Ketika menjelang kelahirannya ibunda tercintanya Khadijah Al-Khubra as meminta tolong kepada wanita-wanita Qurays tetangganya. Tapi mereka menolaknya sambil mengatakan kepadanya bahwa ia telah mengkhianati mereka mendukung Muhammad. Saat itu ia bingung kepada siapa harus minta tolong untuk melahirkan puteri tercintanya. Saat kebingungan Khadijah as mengatakan: “Aku terkejut luar biasa ketika aku menyaksikan empat wanita yang berwajah cantik dilingkari cahaya, yang sebelumnya aku tidak aku kenal mereka. Mereka mendekatiku, Saat aku dalam keadaan yang cemas, salah seorang dari mereka menyapaku: Aku adalah Sarah ibunda Ishaq; dan yang tiga yang menyertaiku adalah
Maryam ibunda Isa, Asiah puteri Muzahim, dan Ummu Kaltsum saudara perempuan Musa. Kami semuanya diperintahkan oleh Allah untuk mengajarkan ilmu kebidanan kami jika anda bersedia. Sambil mengatakan hal itu, mereka duduk di sekitarku dan memberikan pelayanan sampai puteriku Fatimah as lahir.”

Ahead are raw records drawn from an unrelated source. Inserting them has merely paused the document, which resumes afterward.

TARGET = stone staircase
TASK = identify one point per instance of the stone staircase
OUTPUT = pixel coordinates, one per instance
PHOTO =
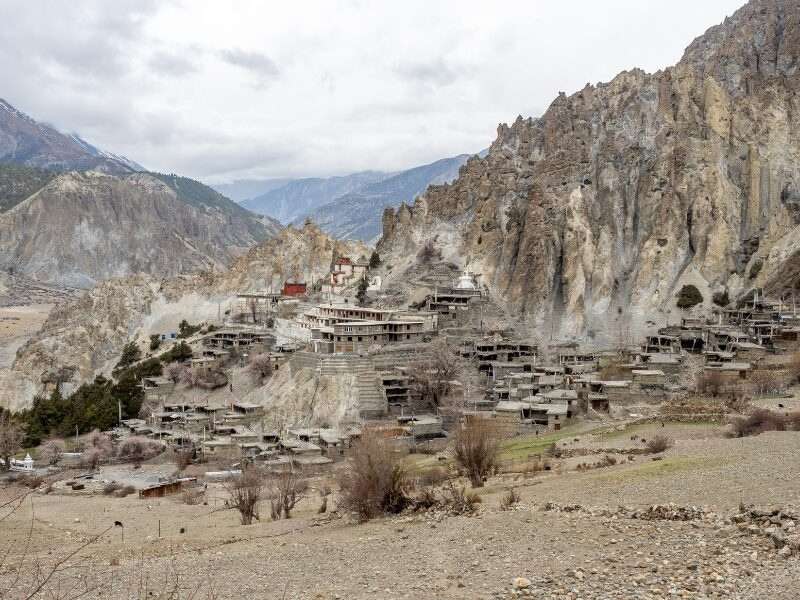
(368, 389)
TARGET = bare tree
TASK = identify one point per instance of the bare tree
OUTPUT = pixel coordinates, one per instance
(374, 480)
(253, 309)
(428, 252)
(53, 451)
(476, 447)
(433, 375)
(245, 492)
(286, 490)
(138, 449)
(175, 371)
(260, 367)
(712, 383)
(11, 436)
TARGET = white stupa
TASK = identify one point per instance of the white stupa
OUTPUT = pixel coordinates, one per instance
(465, 281)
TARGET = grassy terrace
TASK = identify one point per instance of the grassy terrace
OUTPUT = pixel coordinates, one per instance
(512, 450)
(665, 467)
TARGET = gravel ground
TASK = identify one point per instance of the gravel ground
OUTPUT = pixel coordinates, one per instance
(524, 552)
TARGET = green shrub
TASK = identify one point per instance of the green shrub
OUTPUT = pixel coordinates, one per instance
(721, 298)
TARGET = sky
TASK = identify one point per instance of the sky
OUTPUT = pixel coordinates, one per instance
(229, 90)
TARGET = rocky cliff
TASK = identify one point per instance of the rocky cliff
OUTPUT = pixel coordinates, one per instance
(594, 215)
(84, 227)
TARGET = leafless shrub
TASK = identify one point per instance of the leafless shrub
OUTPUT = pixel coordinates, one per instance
(793, 421)
(509, 499)
(176, 372)
(245, 492)
(759, 421)
(183, 458)
(286, 490)
(711, 383)
(373, 481)
(125, 490)
(433, 477)
(90, 458)
(554, 451)
(193, 495)
(658, 444)
(609, 460)
(101, 442)
(425, 499)
(433, 375)
(260, 368)
(476, 446)
(111, 487)
(53, 451)
(324, 493)
(137, 449)
(460, 501)
(428, 253)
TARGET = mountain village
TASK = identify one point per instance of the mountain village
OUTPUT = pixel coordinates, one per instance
(566, 366)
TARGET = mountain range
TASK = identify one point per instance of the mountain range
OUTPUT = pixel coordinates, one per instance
(350, 206)
(593, 218)
(72, 215)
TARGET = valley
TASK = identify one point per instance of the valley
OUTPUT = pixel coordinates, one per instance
(564, 367)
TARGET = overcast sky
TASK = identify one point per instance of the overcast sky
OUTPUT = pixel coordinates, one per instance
(228, 90)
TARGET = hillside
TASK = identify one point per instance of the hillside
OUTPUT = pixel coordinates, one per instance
(18, 182)
(24, 141)
(593, 216)
(71, 214)
(357, 215)
(89, 331)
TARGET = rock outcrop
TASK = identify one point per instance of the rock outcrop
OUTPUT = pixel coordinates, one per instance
(593, 216)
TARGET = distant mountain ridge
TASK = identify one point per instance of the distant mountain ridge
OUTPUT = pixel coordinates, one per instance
(300, 197)
(351, 206)
(245, 189)
(26, 142)
(358, 215)
(73, 215)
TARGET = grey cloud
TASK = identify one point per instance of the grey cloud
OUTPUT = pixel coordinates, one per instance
(171, 65)
(257, 63)
(433, 73)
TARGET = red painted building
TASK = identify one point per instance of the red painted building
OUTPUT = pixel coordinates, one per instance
(294, 289)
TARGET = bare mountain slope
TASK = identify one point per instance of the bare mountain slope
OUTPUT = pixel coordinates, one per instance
(593, 216)
(88, 333)
(84, 227)
(24, 141)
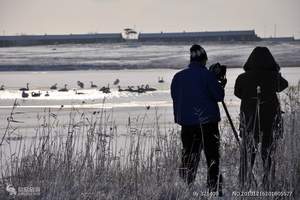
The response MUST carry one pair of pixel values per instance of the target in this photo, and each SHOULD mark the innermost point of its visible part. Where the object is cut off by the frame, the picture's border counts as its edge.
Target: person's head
(198, 54)
(261, 59)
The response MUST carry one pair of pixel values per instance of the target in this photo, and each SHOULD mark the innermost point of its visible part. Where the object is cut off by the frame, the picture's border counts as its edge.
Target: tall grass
(90, 159)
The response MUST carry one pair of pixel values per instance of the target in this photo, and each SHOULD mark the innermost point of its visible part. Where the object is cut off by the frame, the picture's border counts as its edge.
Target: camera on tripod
(220, 72)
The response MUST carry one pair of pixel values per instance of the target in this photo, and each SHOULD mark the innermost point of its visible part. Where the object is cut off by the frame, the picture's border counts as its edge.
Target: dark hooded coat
(260, 70)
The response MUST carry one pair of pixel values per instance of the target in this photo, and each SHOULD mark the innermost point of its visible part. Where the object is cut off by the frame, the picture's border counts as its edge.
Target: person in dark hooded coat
(261, 70)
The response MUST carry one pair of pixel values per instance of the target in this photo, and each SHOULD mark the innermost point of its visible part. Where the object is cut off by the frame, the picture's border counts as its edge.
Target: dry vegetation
(85, 160)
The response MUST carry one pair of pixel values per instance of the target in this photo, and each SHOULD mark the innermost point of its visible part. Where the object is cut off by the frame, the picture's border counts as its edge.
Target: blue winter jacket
(196, 92)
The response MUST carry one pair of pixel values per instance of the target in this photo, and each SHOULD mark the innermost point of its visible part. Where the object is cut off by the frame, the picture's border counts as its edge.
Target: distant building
(28, 40)
(199, 36)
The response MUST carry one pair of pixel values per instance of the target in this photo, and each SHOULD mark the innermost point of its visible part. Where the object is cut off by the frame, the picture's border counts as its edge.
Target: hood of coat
(261, 59)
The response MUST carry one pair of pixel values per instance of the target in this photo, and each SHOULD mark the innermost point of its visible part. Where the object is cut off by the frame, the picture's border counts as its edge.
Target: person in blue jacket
(196, 92)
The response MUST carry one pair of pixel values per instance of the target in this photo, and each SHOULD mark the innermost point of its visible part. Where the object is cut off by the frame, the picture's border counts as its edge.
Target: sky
(87, 16)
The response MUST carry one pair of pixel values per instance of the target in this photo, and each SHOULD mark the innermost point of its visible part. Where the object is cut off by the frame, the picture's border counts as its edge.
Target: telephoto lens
(220, 72)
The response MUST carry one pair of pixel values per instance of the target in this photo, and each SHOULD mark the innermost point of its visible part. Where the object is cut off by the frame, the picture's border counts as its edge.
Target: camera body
(220, 72)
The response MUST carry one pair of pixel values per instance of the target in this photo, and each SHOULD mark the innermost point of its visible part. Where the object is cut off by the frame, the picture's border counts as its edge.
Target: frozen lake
(122, 104)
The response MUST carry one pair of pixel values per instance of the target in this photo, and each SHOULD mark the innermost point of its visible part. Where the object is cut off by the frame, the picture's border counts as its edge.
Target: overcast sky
(83, 16)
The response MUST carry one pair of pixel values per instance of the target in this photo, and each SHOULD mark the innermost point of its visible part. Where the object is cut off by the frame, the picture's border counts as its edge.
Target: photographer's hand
(223, 82)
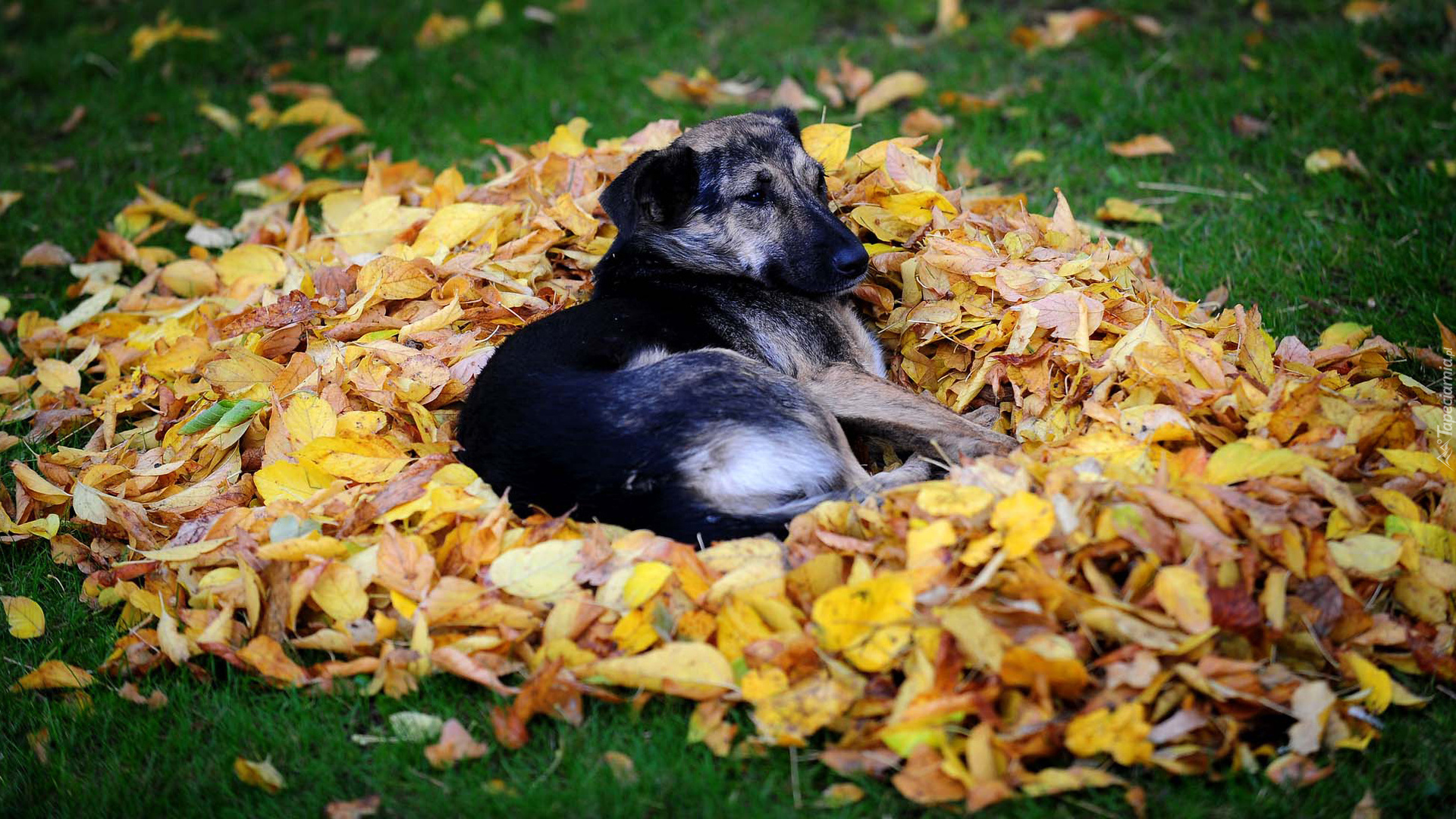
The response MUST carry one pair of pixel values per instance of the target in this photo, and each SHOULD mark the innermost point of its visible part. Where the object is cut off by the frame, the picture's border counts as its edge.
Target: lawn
(1308, 249)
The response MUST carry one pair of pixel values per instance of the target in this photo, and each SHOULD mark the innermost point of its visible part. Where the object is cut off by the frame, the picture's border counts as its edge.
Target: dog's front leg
(873, 406)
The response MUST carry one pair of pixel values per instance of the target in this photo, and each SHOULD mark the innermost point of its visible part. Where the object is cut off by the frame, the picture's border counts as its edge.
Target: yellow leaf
(1420, 463)
(977, 637)
(647, 579)
(242, 373)
(1123, 733)
(1123, 210)
(693, 670)
(1350, 334)
(169, 639)
(258, 774)
(265, 654)
(948, 497)
(789, 717)
(1142, 145)
(190, 278)
(634, 632)
(1378, 686)
(254, 265)
(868, 621)
(1367, 556)
(491, 14)
(185, 551)
(827, 143)
(438, 30)
(890, 89)
(57, 376)
(319, 111)
(1027, 156)
(450, 226)
(340, 594)
(25, 617)
(538, 573)
(373, 226)
(1244, 460)
(566, 139)
(55, 673)
(289, 482)
(367, 460)
(1024, 521)
(1184, 595)
(39, 488)
(309, 417)
(1324, 159)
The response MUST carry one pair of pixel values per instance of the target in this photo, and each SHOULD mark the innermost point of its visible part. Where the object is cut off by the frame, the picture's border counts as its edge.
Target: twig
(1147, 74)
(1181, 188)
(794, 777)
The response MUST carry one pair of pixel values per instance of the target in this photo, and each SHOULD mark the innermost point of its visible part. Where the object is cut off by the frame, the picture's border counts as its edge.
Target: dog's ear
(657, 188)
(785, 117)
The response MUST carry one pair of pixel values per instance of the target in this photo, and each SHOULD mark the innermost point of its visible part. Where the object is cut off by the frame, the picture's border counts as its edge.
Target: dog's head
(739, 196)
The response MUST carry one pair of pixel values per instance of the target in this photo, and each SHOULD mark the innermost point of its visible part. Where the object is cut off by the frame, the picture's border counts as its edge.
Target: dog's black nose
(851, 260)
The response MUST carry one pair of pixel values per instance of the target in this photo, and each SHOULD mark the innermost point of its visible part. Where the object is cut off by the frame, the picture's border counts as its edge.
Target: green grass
(1308, 249)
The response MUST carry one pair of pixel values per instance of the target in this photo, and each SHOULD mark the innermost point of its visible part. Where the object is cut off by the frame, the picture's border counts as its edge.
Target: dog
(708, 387)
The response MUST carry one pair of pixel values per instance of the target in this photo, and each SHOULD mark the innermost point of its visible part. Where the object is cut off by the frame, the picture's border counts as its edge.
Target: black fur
(561, 420)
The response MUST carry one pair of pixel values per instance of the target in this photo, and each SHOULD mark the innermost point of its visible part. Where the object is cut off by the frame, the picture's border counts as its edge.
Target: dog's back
(702, 391)
(609, 407)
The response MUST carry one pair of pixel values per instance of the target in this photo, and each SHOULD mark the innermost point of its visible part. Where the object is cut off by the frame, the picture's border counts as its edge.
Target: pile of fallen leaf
(1209, 553)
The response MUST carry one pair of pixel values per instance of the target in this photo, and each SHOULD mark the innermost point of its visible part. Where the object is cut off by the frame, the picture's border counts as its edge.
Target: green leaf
(223, 416)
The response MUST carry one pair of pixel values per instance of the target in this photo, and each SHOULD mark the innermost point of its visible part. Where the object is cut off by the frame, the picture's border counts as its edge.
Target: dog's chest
(801, 335)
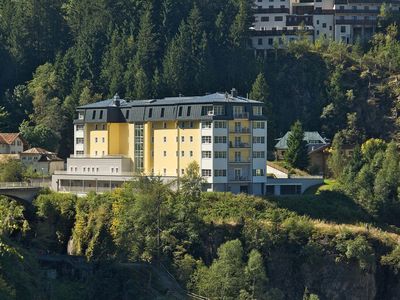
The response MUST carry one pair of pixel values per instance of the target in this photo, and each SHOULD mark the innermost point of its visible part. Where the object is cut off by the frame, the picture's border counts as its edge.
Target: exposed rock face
(328, 279)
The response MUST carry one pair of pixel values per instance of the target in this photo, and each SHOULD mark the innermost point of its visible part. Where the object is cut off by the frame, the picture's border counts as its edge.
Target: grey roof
(311, 137)
(211, 98)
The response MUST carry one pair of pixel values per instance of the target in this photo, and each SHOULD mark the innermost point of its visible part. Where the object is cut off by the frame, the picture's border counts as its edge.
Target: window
(206, 125)
(206, 172)
(257, 110)
(219, 110)
(219, 124)
(258, 140)
(258, 154)
(220, 139)
(258, 172)
(220, 154)
(207, 110)
(206, 139)
(205, 154)
(258, 125)
(220, 173)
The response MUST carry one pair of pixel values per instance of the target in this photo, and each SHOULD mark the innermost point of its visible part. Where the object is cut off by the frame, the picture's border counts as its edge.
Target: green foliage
(358, 249)
(225, 277)
(11, 170)
(57, 214)
(12, 219)
(296, 155)
(337, 159)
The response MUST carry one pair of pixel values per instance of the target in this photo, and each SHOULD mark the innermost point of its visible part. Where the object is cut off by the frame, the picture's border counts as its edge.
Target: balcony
(239, 145)
(241, 115)
(240, 130)
(240, 179)
(240, 161)
(356, 22)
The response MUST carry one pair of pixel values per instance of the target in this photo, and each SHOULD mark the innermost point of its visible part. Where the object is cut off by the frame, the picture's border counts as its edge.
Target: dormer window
(257, 110)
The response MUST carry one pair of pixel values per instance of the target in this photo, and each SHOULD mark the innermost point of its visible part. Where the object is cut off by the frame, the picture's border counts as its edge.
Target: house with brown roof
(41, 161)
(12, 143)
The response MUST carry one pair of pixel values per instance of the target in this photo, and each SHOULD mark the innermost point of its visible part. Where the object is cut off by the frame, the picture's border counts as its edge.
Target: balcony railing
(240, 130)
(242, 115)
(239, 161)
(239, 178)
(239, 145)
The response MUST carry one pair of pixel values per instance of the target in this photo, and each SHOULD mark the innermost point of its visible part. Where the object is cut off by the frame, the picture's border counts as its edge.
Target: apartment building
(12, 143)
(116, 140)
(341, 20)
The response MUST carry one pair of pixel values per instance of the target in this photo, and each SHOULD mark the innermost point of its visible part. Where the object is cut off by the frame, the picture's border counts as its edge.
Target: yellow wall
(170, 161)
(148, 148)
(188, 146)
(90, 144)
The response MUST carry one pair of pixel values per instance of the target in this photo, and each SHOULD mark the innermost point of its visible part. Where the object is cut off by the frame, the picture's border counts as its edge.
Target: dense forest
(58, 54)
(131, 243)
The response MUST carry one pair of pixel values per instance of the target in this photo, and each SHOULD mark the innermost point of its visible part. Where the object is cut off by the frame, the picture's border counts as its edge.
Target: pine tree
(336, 160)
(177, 62)
(255, 275)
(387, 182)
(296, 155)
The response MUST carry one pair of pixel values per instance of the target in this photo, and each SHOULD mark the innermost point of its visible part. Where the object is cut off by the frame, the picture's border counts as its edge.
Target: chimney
(116, 100)
(234, 92)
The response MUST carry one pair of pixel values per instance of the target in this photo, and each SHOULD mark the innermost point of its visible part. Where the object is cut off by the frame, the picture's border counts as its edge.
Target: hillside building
(12, 143)
(116, 140)
(340, 20)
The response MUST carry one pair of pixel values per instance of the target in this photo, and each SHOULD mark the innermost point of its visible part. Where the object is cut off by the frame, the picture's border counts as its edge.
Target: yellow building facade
(225, 134)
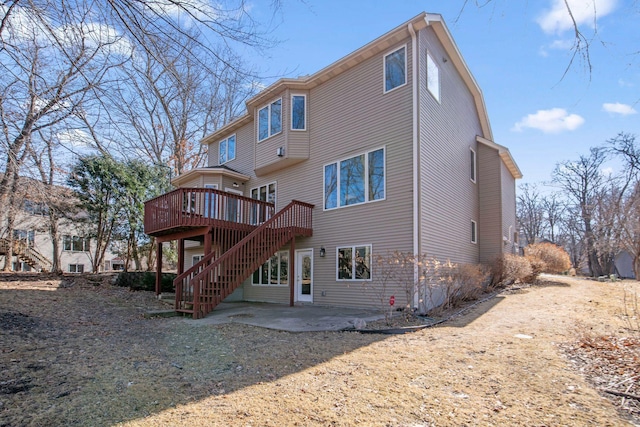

Fatimah as berbicara saat dalam Kandungan
Sejak masih dalam kandungan ibundanya, Fatimah as sering menghibur dan mengajak bicara ibunya. Rasulullah saw bersabda: “Jibril datang kepadaku dengan membawa buah apel dari surga, kemudian aku memakannya lalu aku berhubungan dengan Khadijah lalu ia mengandung Fatimah. Khadijah berkata: “Aku hamil dengan kandungan yang ringan. Ketika engkau keluar rumah janin dalam kandunganku mengajak bicara denganku. Ketika aku akan melahirkan janinku aku mengirim utusan pada perempuan-perempuan Quraisy untuk dapat membantu melahirkan janinku, tapi mereka tidak mau datang bahkan mereka berkata: Kami tidak akan datang untuk menolong isteri Muhammad. Maka ketika itulah datanglah empat perempuan yang berwajah cantik dan bercahaya, dan salah dari mereka berkata: Aku adalah ibumu Hawa’; yang satu lagi berkata: Aku adalah Asiyah binti Muzahim; yang lain berkata: Aku adalah Kaltsum saudara perempuan Musa; dan yang lain lagi berkata: Aku adalah Maryam binti Imran ibunda Isa. Kami datang untuk menolong urusanmu ini. Kemudian Khadijah berkata: Maka lahirlah Fatimah dalam kedaan sujud dan jari-jarinya terangkat seperti orang sedang berdoa.” (Dzakhâir Al-`Uqbâ, halaman 44)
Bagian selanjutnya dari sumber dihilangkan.